The format I’m using is tar.gz, since I’m targeting linux, but there are many more available.

The two fileset entries describes both the bin and resources directory. (I haven’t talked about the script yet, but I will below). The ‘DependencySet’ reference is to transfer all the dependencies that Maven is managing into the lib directory, including the created jar itself. When you run ‘mvn install’ there will be two artifacts created: The normal jar, and another file with the same name, ending in -distribution.tar.gz. In the case of my example that is: batch-deploy-sample-1.0-SNAPSHOT.jar and batch-deploy-sample-1.0-SNAPSHOT-distribution.tar.gz. In my example, unzipping gave me the following:

./bin:
sampleJob.sh

./lib:
aopalliance-1.0.jar spring-batch-core-2.1.1.RELEASE.jar spring-tx-2.5.6.jar
batch-deploy-sample-1.0-SNAPSHOT.jar spring-batch-infrastructure-2.1.1.RELEASE.jar stax-1.2.0.jar
commons-logging-1.1.1.jar spring-beans-2.5.6.jar stax-api-1.0.1.jar
jettison-1.1.jar spring-context-2.5.6.jar xpp3_min-1.1.4c.jar
spring-aop-2.5.6.jar spring-core-2.5.6.jar xstream-1.3.jar

./resources:
jobs

./resources/jobs:
sampleJob.xml


All we need now is a simple script to actually run the job:

#!/bin/bash

CP=resources/

LIB=lib/*
for f in $LIB
do
CP=$CP:$f
done

java -cp $CP org.springframework.batch.core.launch.support.CommandLineJobRunner \
jobs/sampleJob.xml sampleJob


I’m probably not going to win any awards for my bash scripting skills anytime soon, but it gets the job done and isn’t quite as archaic as a more concise version would be. Essentially, I’m creating a classpath from all the jar files in /lib by looping through the files and separating them with a colon. Once that is done, I can start a java process, using the CommandLineJobRunner as the Main method. As described in the documentation, all I need to pass to the job runner is the xml file to run the job, and the job name. (It’s worth noting that normally you would also need JobParameters, but since I’m using the MapRepository, it isn’t necessary)

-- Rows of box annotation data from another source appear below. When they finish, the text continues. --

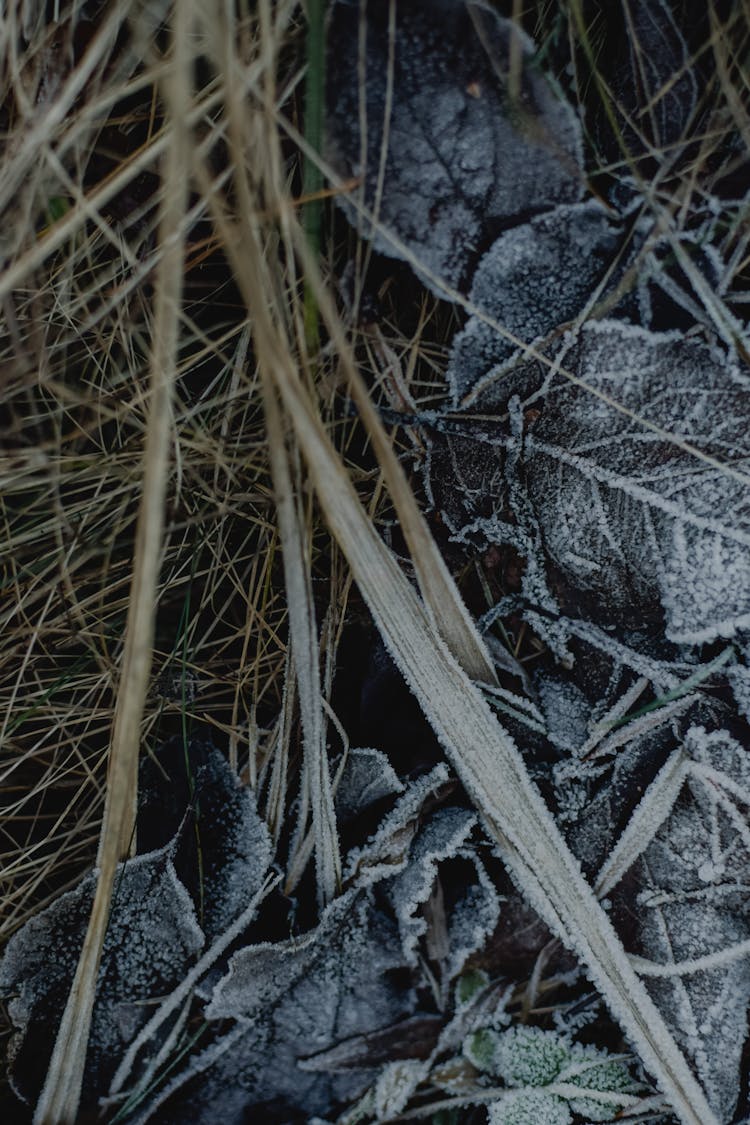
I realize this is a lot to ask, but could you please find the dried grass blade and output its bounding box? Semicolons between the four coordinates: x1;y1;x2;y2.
259;378;341;905
34;10;192;1125
291;224;497;684
197;79;719;1125
264;346;717;1125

You can download the running example from my github account: batch-deploy-sample.

Comments

Lucas Ward
Interesting. I'll definitely add your code for the script directory. I'm not a big fan of using the CLASSPATH variable, so I think I'll stick to just passing in the classpath to the command line via -cp
Philippe
I slightly corrected the shell script so that it can be launched from anywhere, rather than having to cd to the bin directory.
Here is what I did :

# Set the classpath
SCRIPTDIR="$( cd "$( dirname "$0" )" && pwd )"
CLASSPATH=.

for file in `ls $SCRIPTDIR/../lib`
do
export CLASSPATH=$CLASSPATH:$SCRIPTDIR/../lib/$file
done
export CLASSPATH=$CLASSPATH:$SCRIPTDIR:$SCRIPTDIR/../resources

# Launch the conversion job
java org.springframework.batch.core.launch.support.CommandLineJobRunner …
Philippe
Thanks a lot ! It's exactly what I was looking for and it works like a charm…
Philippe
This comment has been removed by the author.
Dil………………………………………:)
I want to stop the running spring batch job, Please let me know how can i do that .. i wil b follooing u r blog fr ans
Lucas Ward
I'm sorry for the crazy late response, I've been extremely busy with client work for the last few weeks. Are you still having this issue?
David Tam
Thanks, this is very useful for someone totally new to Spring Batch, but when I run the job.. I get this..

ClassPathXmlApplicationContext [INFO] Refreshing org.springframework.context.support.ClassPathXmlApplicationContext@4ca31e1b: display name [org.springframework.context.support.ClassPathXmlApplicationContext@4ca31e1b]; startup date [Fri Oct 22 10:28:52 CDT 2010]; root of context hierarchy
2010-10-22 10:28:52 XmlBeanDefinitionReader [INFO] Loading XML bean definitions from class path resource [jobs/sampleJob.xml]
2010-10-22 10:28:53 CommandLineJobRunner [ERROR] Job Terminated in error:
org.springframework.beans.factory.BeanDefinitionStoreException: Unexpected exception parsing XML document from class path resource [jobs/sampleJob.xml]; nested exception is java.lang.IllegalArgumentException: 'beanName' must not be empty

Its probably something simple I'm missing.